Once, Larry and I were photographing historic Point Reyes Light on Point Reyes National Seashore when a park ranger approached us. Uh-oh—he’s going to yell at us for climbing over the retaining wall, we thought. Instead, he asked, “Do you want me turn on the light for your photograph?” He did, and it made a much better picture.
The U.S. Coast Guard completed the West Coast’s first lighthouse on Alcatraz Island in 1854, adding dozens more up and down the coast in the next half century. The early beacons were lit by wick lamps and whale oil, which required the constant attention of dedicated light keepers. The addition of electricity and automation made them much more reliable—but much less romantic.
According to lighthousefriends.com, 90 of those lights remain standing today. The National Park Service cares for 62 of them. Like snowflakes and covered bridges, no two lighthouses are exactly alike. Some still work as active aids in navigation, but many are maintained solely for public enjoyment. Because of their locations on prominent peninsulas and cliffs, lighthouses let you enjoy the sea at its most romantic and charming.
Several even offer overnight accommodations. We haven’t yet spent the night in one, but it’s high on our bucket list. Imagine listening to the sound of the ocean all night long from quarters not unlike the ones the original keepers lodged in—but with the luxury of indoor plumbing.
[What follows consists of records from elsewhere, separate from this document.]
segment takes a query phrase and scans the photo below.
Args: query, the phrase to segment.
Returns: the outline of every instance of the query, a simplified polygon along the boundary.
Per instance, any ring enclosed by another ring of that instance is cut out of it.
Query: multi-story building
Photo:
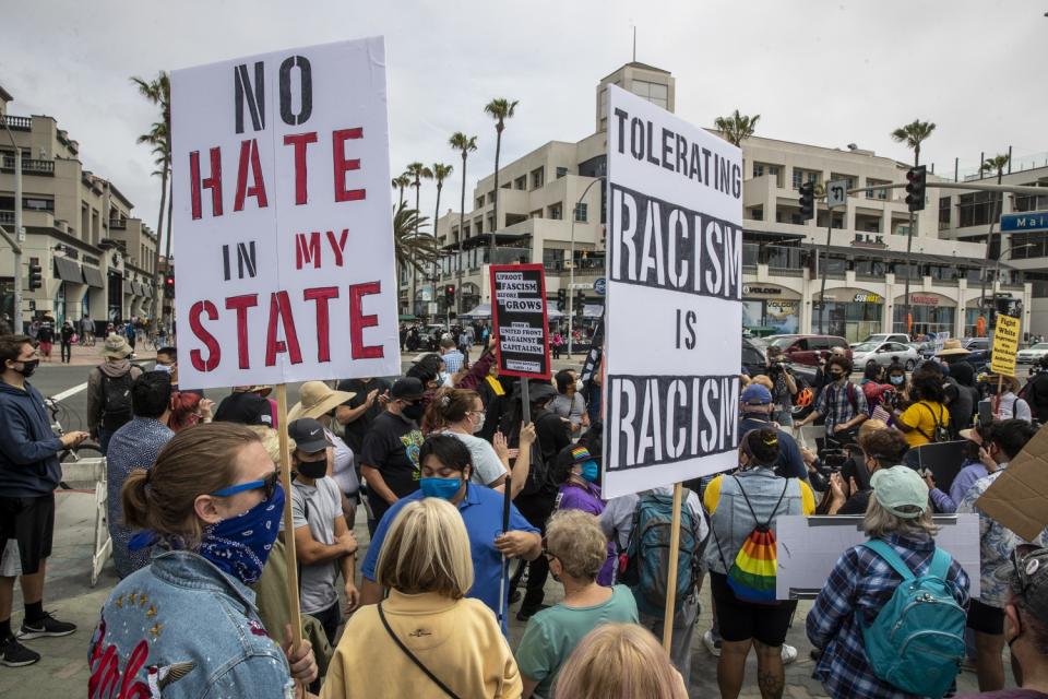
[[[80,144],[48,116],[15,116],[0,88],[0,226],[14,232],[14,149],[22,154],[22,269],[0,241],[0,296],[14,317],[11,285],[22,275],[23,321],[50,313],[58,322],[88,316],[97,323],[152,316],[156,235],[132,215],[117,186],[85,170]],[[43,287],[29,291],[39,264]]]
[[[541,263],[551,301],[569,286],[573,268],[576,289],[570,293],[581,291],[586,311],[599,313],[603,298],[593,283],[604,276],[605,206],[597,178],[606,171],[609,83],[674,110],[672,75],[628,63],[597,85],[595,133],[576,143],[549,142],[500,169],[498,221],[493,220],[493,175],[477,182],[462,222],[460,212],[452,210],[438,218],[437,239],[444,254],[439,273],[431,277],[432,287],[456,285],[462,310],[490,301],[485,265],[495,235],[496,263]],[[976,235],[951,235],[960,222],[940,226],[934,202],[955,191],[936,188],[941,178],[929,174],[927,201],[931,203],[916,214],[912,232],[906,194],[898,187],[906,182],[907,163],[854,144],[833,149],[760,137],[747,139],[742,152],[746,327],[758,332],[821,329],[851,341],[907,328],[914,334],[974,334],[984,270],[993,262],[987,260],[985,232],[980,240]],[[831,180],[846,180],[849,189],[862,191],[849,194],[846,205],[833,212],[820,203],[815,218],[802,222],[800,185]],[[1041,248],[1046,246],[1048,241],[1043,241]],[[998,293],[1023,301],[1023,328],[1031,332],[1032,289],[1011,270],[1013,264],[1019,266],[1017,261],[1002,263],[1010,276]],[[823,276],[824,304],[820,303]],[[414,306],[408,304],[406,288],[402,283],[402,307],[424,312],[421,288]],[[448,309],[441,296],[437,294],[442,315]],[[1045,304],[1048,324],[1048,298]]]

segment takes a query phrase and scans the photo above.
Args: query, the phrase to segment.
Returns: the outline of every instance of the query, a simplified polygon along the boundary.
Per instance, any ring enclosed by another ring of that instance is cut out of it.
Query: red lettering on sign
[[[207,348],[207,358],[204,359],[200,350],[193,350],[189,353],[189,359],[198,371],[214,371],[218,368],[218,362],[222,360],[222,348],[215,336],[204,330],[200,321],[203,313],[207,315],[207,320],[218,320],[218,309],[211,301],[196,301],[189,309],[189,329],[198,340],[204,343]]]
[[[248,187],[248,165],[251,165],[252,185]],[[254,197],[259,209],[265,209],[265,180],[262,177],[262,163],[259,159],[259,142],[254,139],[240,142],[240,167],[237,168],[237,197],[233,202],[234,211],[243,211],[243,200]]]
[[[349,285],[349,345],[354,359],[380,359],[384,356],[382,345],[365,346],[364,344],[364,329],[378,325],[379,317],[364,315],[362,299],[365,296],[381,292],[381,282]]]
[[[335,201],[356,201],[367,196],[362,189],[346,189],[346,173],[360,169],[359,158],[346,157],[346,141],[362,138],[364,129],[360,128],[337,129],[331,134],[335,162]]]
[[[189,186],[190,202],[193,210],[193,218],[200,218],[203,214],[200,205],[201,187],[211,190],[211,215],[222,215],[222,149],[211,149],[211,177],[204,180],[200,179],[200,151],[193,151],[189,154]]]
[[[306,182],[306,149],[310,143],[317,143],[317,132],[290,133],[284,137],[284,145],[295,146],[295,203],[305,204],[309,201]]]

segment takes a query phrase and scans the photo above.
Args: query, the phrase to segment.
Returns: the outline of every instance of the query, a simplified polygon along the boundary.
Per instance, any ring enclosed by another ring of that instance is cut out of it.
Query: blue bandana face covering
[[[245,584],[262,576],[284,514],[284,488],[277,484],[273,497],[204,530],[201,556]]]

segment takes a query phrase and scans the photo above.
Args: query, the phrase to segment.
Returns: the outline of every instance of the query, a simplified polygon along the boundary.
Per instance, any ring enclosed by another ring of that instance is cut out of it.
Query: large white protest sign
[[[737,465],[742,153],[608,85],[604,491]]]
[[[400,372],[381,38],[171,75],[179,381]]]
[[[937,514],[936,544],[961,564],[979,596],[979,517]],[[775,599],[814,597],[830,578],[841,555],[868,541],[861,517],[784,514],[775,520],[778,564]]]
On the other hand, imagine being alone on an exposed Pacific Coast promontory during a storm like the one keeper Fred Harrington recorded at the Trinidad Head Lighthouse (in the photo above right from Kraig Anderson of lighthousefriends.com) near our hometown of Trinidad, California: “The storm commenced on Dec. 28, 1914, blowing a gale that night. The gale continued for a whole week and was accompanied by a very heavy sea from the southwest. On the 30th and 31st, the sea increased and at 3 p.m. on the 31st seemed to have reached its height, when it washed a number of times over (93-foot-high) Pilot Rock, a half mile south of the head. At 4:40 p.m., I was in the tower and had just set the lens in operation and turned to wipe the lantern room windows when I observed a sea of unusual height, then about 200 yards distant, approaching. I watched it as it came in.
“When it struck the bluff, the jar was very heavy, and the sea shot up to the face of the bluff and over it, until the solid sea seemed to me to be on a level with where I stood in the lantern. Then it commenced to recede and the spray went 25 feet or more higher. The sea itself fell over onto the top of the bluff and struck the tower on about a level with the balcony, making a terrible jar. The whole point between the tower and the bluff was buried in water. The lens immediately stopped revolving and the tower was shivering from the impact for several seconds.”
Look at where the lighthouse sits atop that cliff, then try to picture a wave big enough to wash over it! When Larry and I are photographing these stately sentinels, we love to learn the stories behind them. They continue to beckon us today, just as they’ve welcomed lost and weary sailors for the past 150 years.